Abstract. Neuroinflammation occurs early in Alzheimer’s disease (AD). The initial stage of AD is related to glial dysfunction, which contributes to impairment of Aβ clearance and disruption of synaptic connection. CEBPβ, a member of the CCAAT-enhancer-binding protein (CEBP) family, modulates the expression of inflammation-associated genes, and its expression is elevated in brains undergoing degeneration and injured brains. However, the mechanism underlying CEBPβ-mediated chronic inflammation in AD is unclear. In this study, we observed that increases in the levels of nuclear CEBPβ facilitated the interaction of CEBPβ with the NFκB p65 subunit, increasing the transcription of proinflammatory cytokines in the APP/PS1 mouse brain. Oral administration of nanocarrier-packaged carnosic acid (CA) reduced the aberrant activation of microglia and astrocytes and diminished mature IL-1β, TNFα and IL-6 production in the APP/PS1 mouse brain. CA administration reduced β-amyloid (Aβ) deposition and ameliorated cognitive impairment in APP/PS1 mice. We observed that CA blocked the interaction of CEBPβ with NFκB p65, and chromatin immunoprecipitation revealed that CA reduced the transcription of the NFκB target genes TNFα and IL-6. We confirmed that CA alleviated inflammatory mediator-induced neuronal degeneration and reduced Aβ secretion by inhibiting the CEBPβ-NFκB signalling pathway in vitro.
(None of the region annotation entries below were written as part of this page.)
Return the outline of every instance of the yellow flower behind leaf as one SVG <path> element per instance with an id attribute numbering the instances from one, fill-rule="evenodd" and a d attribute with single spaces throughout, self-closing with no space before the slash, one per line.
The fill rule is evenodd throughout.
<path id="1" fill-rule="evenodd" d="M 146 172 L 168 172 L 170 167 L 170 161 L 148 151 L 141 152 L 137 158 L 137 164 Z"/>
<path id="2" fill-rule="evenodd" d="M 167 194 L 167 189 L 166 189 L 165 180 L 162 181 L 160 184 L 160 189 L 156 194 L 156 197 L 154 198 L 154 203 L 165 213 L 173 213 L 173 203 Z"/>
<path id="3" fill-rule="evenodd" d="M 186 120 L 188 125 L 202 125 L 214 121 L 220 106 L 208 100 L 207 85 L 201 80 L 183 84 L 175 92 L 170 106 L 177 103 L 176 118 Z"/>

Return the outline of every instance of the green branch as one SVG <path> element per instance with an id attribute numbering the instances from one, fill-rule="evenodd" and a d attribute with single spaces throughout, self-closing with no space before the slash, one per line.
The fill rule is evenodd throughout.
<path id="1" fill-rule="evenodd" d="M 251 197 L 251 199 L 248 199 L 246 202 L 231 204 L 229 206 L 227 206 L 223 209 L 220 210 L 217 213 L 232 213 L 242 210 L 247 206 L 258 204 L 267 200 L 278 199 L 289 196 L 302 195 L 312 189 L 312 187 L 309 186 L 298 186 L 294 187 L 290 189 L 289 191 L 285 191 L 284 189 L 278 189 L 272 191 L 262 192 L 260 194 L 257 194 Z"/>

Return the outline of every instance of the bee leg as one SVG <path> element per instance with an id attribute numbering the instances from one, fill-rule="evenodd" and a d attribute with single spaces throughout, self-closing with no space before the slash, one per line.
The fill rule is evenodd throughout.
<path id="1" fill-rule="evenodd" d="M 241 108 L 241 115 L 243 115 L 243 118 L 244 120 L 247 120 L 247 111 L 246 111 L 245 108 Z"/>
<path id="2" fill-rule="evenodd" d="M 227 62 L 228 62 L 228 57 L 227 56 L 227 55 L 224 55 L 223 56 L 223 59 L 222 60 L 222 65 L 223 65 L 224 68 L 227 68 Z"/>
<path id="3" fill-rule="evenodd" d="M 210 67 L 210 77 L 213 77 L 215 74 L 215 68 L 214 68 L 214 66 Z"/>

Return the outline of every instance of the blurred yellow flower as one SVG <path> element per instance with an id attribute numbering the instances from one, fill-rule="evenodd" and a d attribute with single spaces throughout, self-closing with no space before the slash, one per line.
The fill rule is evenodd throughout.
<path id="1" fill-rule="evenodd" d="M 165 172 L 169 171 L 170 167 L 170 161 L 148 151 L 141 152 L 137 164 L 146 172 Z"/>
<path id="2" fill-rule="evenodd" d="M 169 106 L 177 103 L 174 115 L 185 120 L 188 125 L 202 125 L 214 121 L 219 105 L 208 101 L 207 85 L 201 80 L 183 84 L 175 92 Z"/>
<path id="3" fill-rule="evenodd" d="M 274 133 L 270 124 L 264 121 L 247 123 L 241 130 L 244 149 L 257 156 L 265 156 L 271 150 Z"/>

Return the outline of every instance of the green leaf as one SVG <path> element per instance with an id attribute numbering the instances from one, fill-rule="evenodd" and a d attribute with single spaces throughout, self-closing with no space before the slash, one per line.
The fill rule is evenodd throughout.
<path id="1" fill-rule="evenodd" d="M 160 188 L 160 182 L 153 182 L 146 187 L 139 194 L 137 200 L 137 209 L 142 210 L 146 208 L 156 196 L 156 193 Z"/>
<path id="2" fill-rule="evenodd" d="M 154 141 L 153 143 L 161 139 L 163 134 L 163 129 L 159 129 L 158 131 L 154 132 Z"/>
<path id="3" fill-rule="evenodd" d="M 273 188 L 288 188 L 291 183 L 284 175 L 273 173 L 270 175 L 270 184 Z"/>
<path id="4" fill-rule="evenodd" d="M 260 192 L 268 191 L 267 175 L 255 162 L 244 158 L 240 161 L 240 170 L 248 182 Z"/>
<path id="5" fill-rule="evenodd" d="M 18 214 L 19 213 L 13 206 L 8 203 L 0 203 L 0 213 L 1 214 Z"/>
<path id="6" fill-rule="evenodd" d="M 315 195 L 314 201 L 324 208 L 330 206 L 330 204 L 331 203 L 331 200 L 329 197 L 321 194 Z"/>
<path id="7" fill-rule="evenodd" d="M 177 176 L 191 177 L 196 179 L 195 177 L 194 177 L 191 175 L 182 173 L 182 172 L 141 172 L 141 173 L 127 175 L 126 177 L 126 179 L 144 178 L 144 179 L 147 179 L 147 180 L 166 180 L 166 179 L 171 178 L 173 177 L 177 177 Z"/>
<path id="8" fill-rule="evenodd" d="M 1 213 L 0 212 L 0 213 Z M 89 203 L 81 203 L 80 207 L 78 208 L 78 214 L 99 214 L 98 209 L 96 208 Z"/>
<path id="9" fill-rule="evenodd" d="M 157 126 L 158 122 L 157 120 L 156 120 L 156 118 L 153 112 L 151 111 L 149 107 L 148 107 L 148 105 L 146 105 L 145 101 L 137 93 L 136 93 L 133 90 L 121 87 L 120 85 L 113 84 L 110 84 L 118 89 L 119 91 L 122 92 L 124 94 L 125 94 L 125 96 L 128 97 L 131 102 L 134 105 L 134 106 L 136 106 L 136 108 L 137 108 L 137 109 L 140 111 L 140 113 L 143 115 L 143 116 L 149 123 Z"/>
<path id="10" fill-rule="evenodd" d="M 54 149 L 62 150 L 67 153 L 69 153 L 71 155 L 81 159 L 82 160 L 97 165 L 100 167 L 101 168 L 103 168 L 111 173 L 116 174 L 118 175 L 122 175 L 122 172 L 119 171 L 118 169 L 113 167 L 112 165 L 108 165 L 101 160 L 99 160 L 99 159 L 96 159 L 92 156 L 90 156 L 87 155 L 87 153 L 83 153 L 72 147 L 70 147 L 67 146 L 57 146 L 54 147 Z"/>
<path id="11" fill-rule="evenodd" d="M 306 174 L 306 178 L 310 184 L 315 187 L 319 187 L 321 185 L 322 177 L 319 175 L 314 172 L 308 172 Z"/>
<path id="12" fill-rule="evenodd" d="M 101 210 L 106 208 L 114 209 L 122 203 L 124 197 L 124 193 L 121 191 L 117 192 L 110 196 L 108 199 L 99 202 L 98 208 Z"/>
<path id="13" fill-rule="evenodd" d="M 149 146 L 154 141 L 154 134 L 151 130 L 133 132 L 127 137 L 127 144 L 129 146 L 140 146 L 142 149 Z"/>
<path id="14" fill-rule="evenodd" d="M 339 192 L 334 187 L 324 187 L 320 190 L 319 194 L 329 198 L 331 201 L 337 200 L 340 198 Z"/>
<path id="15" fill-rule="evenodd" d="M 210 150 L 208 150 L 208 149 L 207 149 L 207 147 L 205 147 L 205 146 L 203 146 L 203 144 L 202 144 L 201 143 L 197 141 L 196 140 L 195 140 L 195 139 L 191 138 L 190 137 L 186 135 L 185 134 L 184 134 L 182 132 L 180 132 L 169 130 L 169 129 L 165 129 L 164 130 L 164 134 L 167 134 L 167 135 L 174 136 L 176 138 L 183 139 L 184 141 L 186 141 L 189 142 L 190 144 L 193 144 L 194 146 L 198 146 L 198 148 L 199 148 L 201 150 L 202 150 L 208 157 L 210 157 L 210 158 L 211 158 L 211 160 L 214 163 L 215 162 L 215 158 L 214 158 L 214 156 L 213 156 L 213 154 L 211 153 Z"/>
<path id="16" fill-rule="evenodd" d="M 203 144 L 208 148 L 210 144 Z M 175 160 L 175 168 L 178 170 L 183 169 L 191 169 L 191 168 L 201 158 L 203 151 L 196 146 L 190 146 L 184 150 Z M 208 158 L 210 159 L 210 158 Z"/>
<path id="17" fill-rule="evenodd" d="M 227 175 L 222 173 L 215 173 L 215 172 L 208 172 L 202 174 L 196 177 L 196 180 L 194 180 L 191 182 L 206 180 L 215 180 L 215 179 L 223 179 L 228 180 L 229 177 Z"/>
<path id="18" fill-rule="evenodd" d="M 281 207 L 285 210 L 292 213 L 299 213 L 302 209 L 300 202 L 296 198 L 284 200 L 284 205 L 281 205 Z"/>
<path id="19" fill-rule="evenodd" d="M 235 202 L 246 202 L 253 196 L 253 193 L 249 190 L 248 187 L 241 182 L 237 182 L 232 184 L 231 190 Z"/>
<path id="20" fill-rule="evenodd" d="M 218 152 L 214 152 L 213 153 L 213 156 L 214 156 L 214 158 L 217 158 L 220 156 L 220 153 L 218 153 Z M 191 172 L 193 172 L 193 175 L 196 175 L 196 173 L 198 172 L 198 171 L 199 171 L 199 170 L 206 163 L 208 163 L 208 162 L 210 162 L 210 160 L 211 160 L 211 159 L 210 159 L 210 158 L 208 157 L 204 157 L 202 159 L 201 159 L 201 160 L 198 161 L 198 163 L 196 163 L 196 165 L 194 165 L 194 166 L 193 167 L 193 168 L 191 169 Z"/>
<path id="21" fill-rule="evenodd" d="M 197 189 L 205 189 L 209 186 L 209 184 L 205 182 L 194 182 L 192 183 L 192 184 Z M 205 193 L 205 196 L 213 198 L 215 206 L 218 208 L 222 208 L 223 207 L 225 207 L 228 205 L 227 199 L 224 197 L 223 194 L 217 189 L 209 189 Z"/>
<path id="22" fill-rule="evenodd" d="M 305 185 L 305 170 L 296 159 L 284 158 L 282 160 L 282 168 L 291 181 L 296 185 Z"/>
Sulfobutyl ether-beta-cyclodextrin (SBEβCD) was used as the encapsulation agent for the CA-loaded nanocarrier to overcome the poor water solubility and enhance the brain bioavailability of CA. The CA nanoparticles (NPs) had no obvious toxicity. We demonstrated a feasible SBEβCD-based nanodelivery system targeting the brain. Our data provide experimental evidence that CA-loaded NPs are potential therapeutic agents for AD treatment.